GüncelMakaleler

ANI-ANLATI | Efrîn’in gülen yüzüne, Heval Ruken’e…

"Ben vasiyetini okudum, başkaları da okusun diye yazdım. Artık yola düşme vakti geldi, ta ki büyük gelen ayakkabı ayağıma tam oluncaya dek"

“Ölenlerin şiarları yoktur, kendileri şiardır…”

Newroz kutlamalarının ardından döndüğüm karargâhta, haberlerde gördüm Heval Ruken’in Efrîn’de şehit düştüğünü.

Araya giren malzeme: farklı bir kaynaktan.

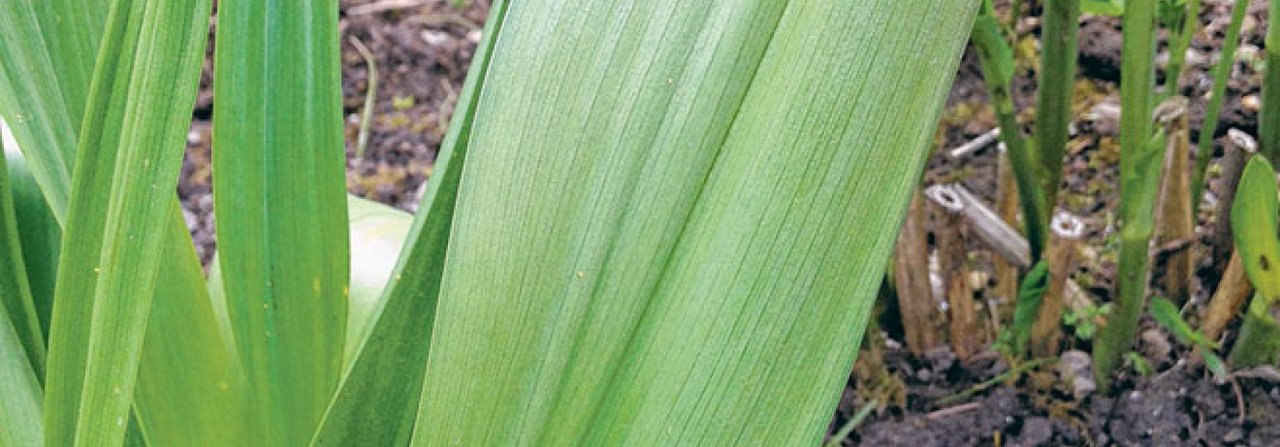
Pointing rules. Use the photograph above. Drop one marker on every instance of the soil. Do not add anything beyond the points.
(423, 53)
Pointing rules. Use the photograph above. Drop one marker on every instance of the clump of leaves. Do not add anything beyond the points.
(1084, 320)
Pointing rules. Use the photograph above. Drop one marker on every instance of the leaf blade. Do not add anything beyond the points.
(388, 369)
(137, 115)
(595, 133)
(280, 196)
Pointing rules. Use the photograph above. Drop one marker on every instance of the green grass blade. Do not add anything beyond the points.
(280, 197)
(195, 366)
(14, 286)
(1253, 224)
(385, 378)
(1139, 168)
(131, 153)
(72, 31)
(32, 103)
(1255, 217)
(21, 400)
(668, 210)
(1056, 83)
(40, 236)
(1269, 118)
(1214, 110)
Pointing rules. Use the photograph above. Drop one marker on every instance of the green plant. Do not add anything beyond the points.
(1182, 18)
(1214, 110)
(1139, 182)
(997, 68)
(639, 228)
(1269, 118)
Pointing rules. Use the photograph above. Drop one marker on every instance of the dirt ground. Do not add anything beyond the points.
(423, 53)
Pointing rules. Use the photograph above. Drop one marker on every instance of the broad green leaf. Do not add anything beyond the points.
(675, 215)
(378, 233)
(131, 151)
(385, 378)
(1253, 224)
(1114, 8)
(280, 194)
(72, 31)
(21, 400)
(191, 388)
(40, 233)
(14, 287)
(32, 101)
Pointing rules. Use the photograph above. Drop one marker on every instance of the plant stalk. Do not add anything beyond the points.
(1174, 205)
(997, 67)
(912, 281)
(1068, 231)
(952, 260)
(1061, 30)
(1260, 336)
(1269, 118)
(1179, 42)
(1139, 176)
(1238, 150)
(1221, 76)
(1006, 206)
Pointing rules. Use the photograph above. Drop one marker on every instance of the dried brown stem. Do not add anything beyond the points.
(1006, 206)
(1065, 233)
(952, 259)
(912, 279)
(1229, 300)
(986, 224)
(1238, 150)
(1174, 206)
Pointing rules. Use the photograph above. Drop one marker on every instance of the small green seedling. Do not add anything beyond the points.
(1166, 314)
(1083, 320)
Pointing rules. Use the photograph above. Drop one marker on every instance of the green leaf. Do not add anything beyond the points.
(32, 101)
(21, 400)
(1253, 224)
(667, 211)
(1029, 293)
(1168, 315)
(1114, 8)
(195, 366)
(280, 192)
(14, 287)
(19, 372)
(129, 156)
(385, 377)
(72, 31)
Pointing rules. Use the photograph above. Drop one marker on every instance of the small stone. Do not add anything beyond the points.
(1036, 432)
(940, 357)
(1251, 103)
(1234, 434)
(1077, 368)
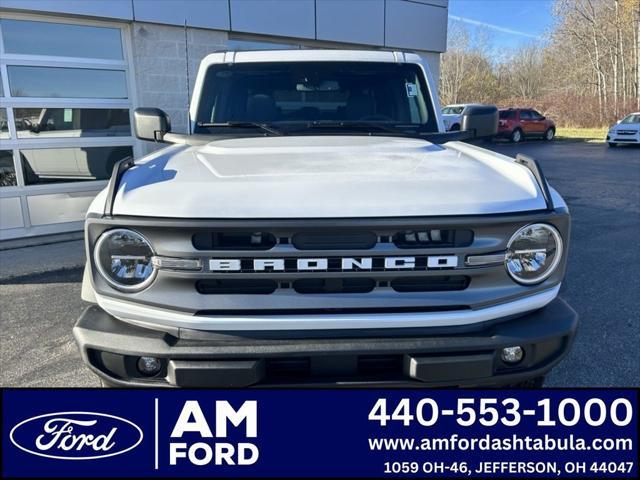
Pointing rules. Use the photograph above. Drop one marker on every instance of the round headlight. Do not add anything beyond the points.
(123, 258)
(533, 253)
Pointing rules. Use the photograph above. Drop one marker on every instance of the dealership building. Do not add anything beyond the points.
(72, 71)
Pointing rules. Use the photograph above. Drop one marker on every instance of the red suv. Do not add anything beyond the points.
(518, 123)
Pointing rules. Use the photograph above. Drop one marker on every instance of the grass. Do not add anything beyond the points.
(591, 135)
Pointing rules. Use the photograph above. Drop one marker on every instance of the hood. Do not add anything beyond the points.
(325, 177)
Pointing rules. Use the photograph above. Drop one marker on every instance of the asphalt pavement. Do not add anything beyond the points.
(601, 186)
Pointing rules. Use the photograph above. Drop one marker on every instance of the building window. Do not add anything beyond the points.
(71, 122)
(61, 39)
(54, 165)
(66, 82)
(4, 123)
(7, 170)
(65, 117)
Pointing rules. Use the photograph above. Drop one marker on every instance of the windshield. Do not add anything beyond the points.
(356, 94)
(452, 110)
(633, 118)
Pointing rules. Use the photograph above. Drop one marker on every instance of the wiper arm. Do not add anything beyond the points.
(261, 126)
(354, 124)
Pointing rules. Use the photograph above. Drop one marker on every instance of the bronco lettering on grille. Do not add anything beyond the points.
(343, 264)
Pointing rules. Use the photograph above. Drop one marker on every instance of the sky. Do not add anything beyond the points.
(506, 23)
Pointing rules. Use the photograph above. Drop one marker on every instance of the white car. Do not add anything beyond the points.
(320, 227)
(452, 115)
(626, 130)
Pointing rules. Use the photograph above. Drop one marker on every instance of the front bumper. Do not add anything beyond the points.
(454, 357)
(614, 137)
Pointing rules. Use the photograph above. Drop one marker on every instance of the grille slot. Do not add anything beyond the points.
(234, 241)
(334, 241)
(236, 286)
(433, 238)
(379, 365)
(334, 285)
(430, 284)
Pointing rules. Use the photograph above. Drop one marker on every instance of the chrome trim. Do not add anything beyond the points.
(484, 260)
(176, 263)
(137, 313)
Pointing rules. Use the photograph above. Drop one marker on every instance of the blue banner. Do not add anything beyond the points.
(320, 433)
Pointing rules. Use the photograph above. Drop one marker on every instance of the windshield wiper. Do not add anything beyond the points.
(353, 124)
(261, 126)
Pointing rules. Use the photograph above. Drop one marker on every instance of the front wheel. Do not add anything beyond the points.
(549, 134)
(516, 136)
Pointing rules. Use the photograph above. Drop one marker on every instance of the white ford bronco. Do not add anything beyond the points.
(318, 226)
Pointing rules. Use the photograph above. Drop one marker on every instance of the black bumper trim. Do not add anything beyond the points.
(547, 334)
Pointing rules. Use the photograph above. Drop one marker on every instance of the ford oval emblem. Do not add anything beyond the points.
(76, 435)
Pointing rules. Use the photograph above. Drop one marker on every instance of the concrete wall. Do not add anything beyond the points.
(402, 24)
(160, 65)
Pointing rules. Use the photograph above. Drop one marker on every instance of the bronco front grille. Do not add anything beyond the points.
(275, 267)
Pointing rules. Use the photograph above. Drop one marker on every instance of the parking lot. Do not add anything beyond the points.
(600, 184)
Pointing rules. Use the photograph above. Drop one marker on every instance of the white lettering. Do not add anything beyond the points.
(248, 411)
(362, 264)
(313, 264)
(400, 262)
(224, 265)
(265, 263)
(190, 409)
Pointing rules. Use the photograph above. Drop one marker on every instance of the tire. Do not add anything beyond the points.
(549, 134)
(516, 136)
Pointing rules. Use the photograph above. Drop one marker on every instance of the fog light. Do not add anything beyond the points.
(512, 354)
(149, 366)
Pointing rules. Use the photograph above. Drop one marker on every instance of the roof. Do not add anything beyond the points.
(310, 55)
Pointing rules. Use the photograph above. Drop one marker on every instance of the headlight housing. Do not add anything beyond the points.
(533, 253)
(123, 258)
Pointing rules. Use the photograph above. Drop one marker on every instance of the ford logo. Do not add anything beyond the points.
(76, 435)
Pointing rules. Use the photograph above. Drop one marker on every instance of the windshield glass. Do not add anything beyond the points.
(319, 93)
(633, 118)
(506, 114)
(452, 110)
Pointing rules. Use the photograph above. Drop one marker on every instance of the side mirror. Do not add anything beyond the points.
(151, 124)
(482, 120)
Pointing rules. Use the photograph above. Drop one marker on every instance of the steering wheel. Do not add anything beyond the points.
(377, 116)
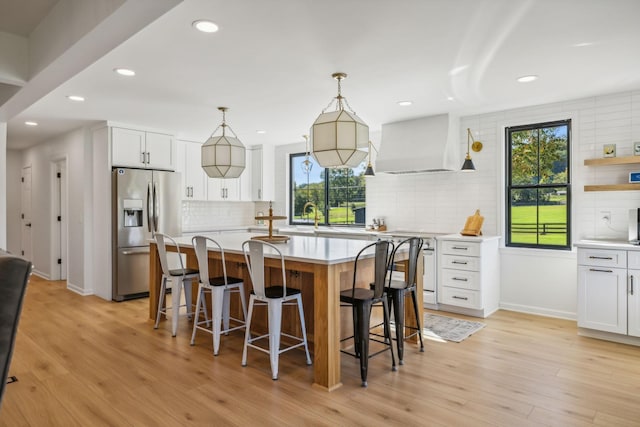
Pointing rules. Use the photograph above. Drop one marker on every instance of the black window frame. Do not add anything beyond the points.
(327, 188)
(510, 186)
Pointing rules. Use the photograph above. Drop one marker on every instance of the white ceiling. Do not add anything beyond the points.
(272, 60)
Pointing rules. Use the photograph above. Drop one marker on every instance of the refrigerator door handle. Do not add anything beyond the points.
(149, 207)
(136, 251)
(155, 207)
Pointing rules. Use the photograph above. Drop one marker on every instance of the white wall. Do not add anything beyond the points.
(14, 188)
(537, 281)
(3, 186)
(71, 147)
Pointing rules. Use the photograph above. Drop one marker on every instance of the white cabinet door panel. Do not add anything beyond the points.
(127, 148)
(633, 303)
(602, 298)
(159, 149)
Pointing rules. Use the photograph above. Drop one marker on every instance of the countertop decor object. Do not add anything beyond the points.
(271, 237)
(338, 136)
(609, 150)
(473, 226)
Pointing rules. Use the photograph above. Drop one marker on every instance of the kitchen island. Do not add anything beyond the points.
(321, 267)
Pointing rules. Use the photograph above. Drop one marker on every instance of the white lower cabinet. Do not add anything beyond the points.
(608, 290)
(469, 274)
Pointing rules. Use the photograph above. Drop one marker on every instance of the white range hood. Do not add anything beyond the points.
(427, 144)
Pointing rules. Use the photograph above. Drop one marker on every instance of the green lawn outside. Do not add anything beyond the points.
(337, 215)
(548, 214)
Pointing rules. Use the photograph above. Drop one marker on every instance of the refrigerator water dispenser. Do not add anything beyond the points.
(132, 212)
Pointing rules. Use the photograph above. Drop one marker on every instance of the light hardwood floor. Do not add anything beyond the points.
(82, 361)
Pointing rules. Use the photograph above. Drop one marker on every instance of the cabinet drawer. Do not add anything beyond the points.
(603, 258)
(461, 297)
(461, 262)
(461, 279)
(461, 248)
(633, 260)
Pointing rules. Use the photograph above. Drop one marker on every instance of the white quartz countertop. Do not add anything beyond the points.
(606, 244)
(462, 238)
(311, 249)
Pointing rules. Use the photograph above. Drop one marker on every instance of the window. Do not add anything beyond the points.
(538, 185)
(338, 195)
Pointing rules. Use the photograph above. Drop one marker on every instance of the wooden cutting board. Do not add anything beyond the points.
(473, 226)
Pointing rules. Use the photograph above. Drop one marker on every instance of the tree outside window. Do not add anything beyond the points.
(538, 185)
(338, 194)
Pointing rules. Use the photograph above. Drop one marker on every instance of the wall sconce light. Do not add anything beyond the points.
(474, 145)
(306, 164)
(369, 170)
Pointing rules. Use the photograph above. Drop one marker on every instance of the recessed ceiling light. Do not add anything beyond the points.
(527, 79)
(205, 26)
(125, 72)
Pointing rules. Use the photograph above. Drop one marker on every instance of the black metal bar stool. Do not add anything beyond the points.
(362, 300)
(397, 291)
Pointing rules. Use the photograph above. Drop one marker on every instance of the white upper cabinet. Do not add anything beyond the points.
(194, 178)
(140, 149)
(262, 173)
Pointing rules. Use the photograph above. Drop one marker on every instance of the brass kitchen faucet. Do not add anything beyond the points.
(315, 210)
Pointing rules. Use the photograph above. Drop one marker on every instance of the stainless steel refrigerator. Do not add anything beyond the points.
(144, 202)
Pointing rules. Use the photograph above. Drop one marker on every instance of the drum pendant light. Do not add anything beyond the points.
(338, 137)
(223, 156)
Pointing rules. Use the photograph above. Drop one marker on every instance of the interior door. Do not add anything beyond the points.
(27, 244)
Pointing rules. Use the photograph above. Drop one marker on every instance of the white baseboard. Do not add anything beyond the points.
(608, 336)
(539, 311)
(41, 274)
(79, 290)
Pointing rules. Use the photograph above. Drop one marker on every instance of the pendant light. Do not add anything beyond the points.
(223, 156)
(369, 170)
(468, 165)
(307, 164)
(338, 136)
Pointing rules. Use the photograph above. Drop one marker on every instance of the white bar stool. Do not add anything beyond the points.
(274, 297)
(177, 278)
(220, 288)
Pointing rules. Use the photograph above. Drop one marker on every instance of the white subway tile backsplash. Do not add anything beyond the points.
(209, 215)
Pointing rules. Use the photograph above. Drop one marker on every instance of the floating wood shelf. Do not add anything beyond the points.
(612, 187)
(628, 160)
(606, 161)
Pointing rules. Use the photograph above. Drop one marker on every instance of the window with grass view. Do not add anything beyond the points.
(538, 185)
(337, 196)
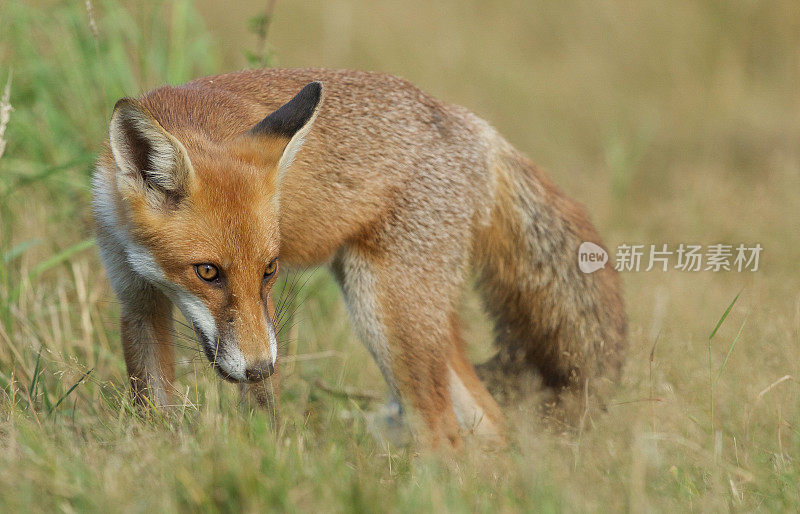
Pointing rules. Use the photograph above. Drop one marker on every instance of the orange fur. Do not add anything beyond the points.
(396, 191)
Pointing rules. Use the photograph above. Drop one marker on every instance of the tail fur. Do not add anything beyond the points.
(549, 316)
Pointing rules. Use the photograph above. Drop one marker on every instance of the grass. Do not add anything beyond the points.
(672, 122)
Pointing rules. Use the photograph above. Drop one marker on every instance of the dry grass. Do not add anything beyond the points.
(674, 122)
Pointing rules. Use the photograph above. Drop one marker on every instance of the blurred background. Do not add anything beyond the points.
(672, 122)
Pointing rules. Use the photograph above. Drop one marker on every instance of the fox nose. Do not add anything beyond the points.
(259, 371)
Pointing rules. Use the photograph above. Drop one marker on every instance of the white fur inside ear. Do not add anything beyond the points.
(142, 148)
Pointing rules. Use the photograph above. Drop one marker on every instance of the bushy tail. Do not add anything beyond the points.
(548, 314)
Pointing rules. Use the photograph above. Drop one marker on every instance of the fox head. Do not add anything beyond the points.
(202, 219)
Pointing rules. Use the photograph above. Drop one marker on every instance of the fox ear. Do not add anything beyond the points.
(291, 122)
(148, 158)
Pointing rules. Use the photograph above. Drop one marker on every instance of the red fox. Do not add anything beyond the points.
(206, 189)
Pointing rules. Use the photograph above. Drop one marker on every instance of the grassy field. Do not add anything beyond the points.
(674, 122)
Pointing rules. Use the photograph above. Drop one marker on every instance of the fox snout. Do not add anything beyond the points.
(243, 359)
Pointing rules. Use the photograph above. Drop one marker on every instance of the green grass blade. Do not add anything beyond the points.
(724, 315)
(69, 391)
(32, 387)
(730, 350)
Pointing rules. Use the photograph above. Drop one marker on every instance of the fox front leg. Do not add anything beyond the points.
(147, 344)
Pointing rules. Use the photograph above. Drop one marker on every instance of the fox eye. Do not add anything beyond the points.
(207, 272)
(272, 267)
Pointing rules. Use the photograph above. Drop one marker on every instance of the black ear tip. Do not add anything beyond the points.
(313, 90)
(124, 102)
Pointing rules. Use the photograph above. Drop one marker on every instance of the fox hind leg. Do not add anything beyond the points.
(405, 318)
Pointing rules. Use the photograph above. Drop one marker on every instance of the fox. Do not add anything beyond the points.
(205, 190)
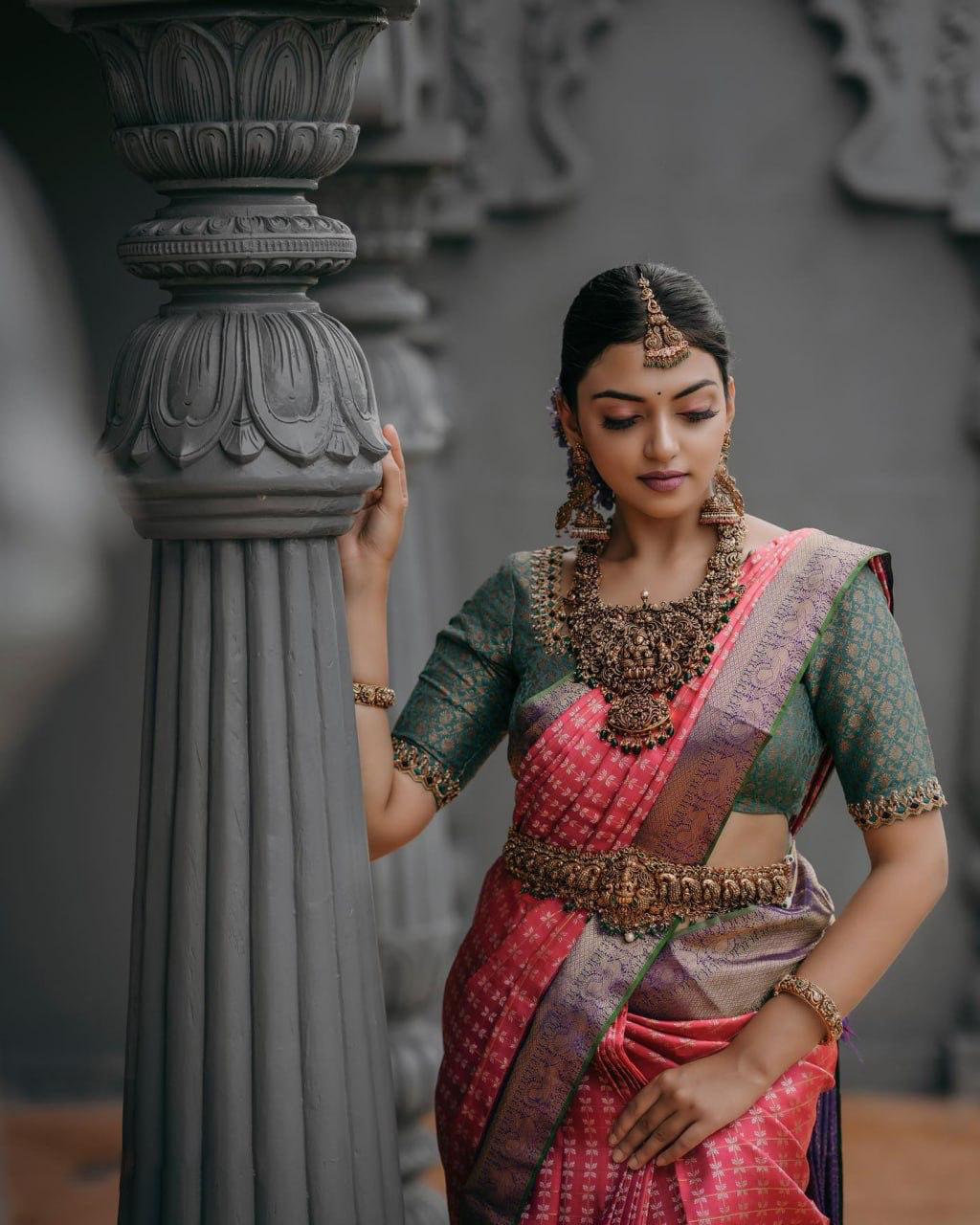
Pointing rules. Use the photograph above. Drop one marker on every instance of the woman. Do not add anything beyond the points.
(641, 1024)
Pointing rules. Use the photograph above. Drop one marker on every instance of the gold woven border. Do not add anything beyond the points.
(433, 774)
(631, 891)
(900, 804)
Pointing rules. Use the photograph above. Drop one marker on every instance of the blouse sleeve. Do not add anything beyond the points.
(867, 709)
(459, 707)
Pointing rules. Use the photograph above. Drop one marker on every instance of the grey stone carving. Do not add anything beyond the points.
(507, 73)
(917, 145)
(384, 196)
(51, 529)
(244, 428)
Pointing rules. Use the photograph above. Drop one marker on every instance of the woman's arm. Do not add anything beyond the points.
(396, 806)
(909, 873)
(686, 1103)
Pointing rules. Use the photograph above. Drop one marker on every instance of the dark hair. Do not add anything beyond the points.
(609, 310)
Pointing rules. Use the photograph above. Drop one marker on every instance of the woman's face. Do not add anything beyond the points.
(638, 420)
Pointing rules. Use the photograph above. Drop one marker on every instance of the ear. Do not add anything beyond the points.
(568, 419)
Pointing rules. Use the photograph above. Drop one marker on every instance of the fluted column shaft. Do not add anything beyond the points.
(244, 428)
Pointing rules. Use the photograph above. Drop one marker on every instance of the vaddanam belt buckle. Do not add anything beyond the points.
(634, 893)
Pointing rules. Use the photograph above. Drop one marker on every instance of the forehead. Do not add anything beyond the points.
(621, 367)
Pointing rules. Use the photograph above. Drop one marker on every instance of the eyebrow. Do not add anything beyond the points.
(611, 393)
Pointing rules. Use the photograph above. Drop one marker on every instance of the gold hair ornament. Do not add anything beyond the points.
(664, 345)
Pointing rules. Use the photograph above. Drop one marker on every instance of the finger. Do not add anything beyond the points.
(682, 1145)
(657, 1121)
(390, 434)
(637, 1105)
(664, 1134)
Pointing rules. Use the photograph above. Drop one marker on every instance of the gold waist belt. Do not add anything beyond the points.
(633, 892)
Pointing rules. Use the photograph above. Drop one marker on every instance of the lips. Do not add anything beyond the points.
(663, 484)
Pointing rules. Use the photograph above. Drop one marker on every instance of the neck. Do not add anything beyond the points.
(657, 542)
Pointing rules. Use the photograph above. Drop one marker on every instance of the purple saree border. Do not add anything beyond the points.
(600, 971)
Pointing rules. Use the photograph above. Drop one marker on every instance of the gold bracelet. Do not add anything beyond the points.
(374, 695)
(818, 1001)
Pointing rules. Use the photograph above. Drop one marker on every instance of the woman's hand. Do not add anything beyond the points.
(683, 1105)
(368, 549)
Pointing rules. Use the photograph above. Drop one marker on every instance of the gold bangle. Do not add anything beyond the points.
(374, 695)
(818, 1001)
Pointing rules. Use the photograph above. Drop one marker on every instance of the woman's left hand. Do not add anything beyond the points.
(683, 1105)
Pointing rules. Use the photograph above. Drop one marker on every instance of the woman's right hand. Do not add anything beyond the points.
(368, 549)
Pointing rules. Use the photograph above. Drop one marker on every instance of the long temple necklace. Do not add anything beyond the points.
(639, 656)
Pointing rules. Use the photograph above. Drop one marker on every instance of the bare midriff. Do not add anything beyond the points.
(751, 838)
(747, 839)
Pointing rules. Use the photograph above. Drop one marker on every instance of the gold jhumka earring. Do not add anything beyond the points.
(725, 502)
(577, 512)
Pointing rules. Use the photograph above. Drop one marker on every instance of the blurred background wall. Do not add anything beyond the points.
(712, 130)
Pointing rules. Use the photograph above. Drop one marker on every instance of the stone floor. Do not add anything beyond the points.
(908, 1162)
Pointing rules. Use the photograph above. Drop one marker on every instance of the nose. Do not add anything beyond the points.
(660, 444)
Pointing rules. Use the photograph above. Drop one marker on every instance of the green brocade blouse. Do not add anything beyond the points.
(857, 696)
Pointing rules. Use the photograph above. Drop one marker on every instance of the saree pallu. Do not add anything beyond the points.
(550, 1023)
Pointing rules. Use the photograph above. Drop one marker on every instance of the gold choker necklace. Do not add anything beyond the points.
(639, 656)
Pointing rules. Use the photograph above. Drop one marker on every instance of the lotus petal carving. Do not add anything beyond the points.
(294, 380)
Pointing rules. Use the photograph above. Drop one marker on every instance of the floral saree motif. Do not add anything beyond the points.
(537, 996)
(550, 1022)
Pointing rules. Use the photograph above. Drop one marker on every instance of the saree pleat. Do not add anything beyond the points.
(550, 1024)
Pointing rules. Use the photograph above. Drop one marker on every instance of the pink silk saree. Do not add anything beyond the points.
(550, 1024)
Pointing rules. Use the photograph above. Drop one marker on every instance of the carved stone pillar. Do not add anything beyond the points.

Daha 3 ay öncesine kadar beraberdik, belki de hayatımda hiç unutamayacağım 5 aylık bir eğitim serüvenimizin başında beni ilk Heval Ruken karşılamıştı, ilk onu görmüştüm. Bir yoldaş söylemişti, eğitim akademisine giderken; “Benim için ilk karşılaşma, tanışma anı çok önemli. Acaba ilk kim karşılayacak, samimi mi yoksa soğuk mu davranacak?” diye. Ne demek istediğini anlamıştım.

Heval Ruken, adı gibi güler yüzlülüğüyle beni oldukça sıcak karşılamış, içimdeki tedirginlik ve soru işaretleri onun gülen gözlerinde kaybolmuştu. Efrînli bir Ezidi’ydi Heval Ruken. Mücadele yürütmek istediği 2 alan vardı, biri doğup büyüdüğü ve düşman işgali altındaki Efrîn, diğeri de Dersim’di. “Efrîn özgürleştirildikten sonra Dersim’e gideceğim” mutlaka diyordu. Onun için yavaş yavaş Türkçe de öğreniyordu.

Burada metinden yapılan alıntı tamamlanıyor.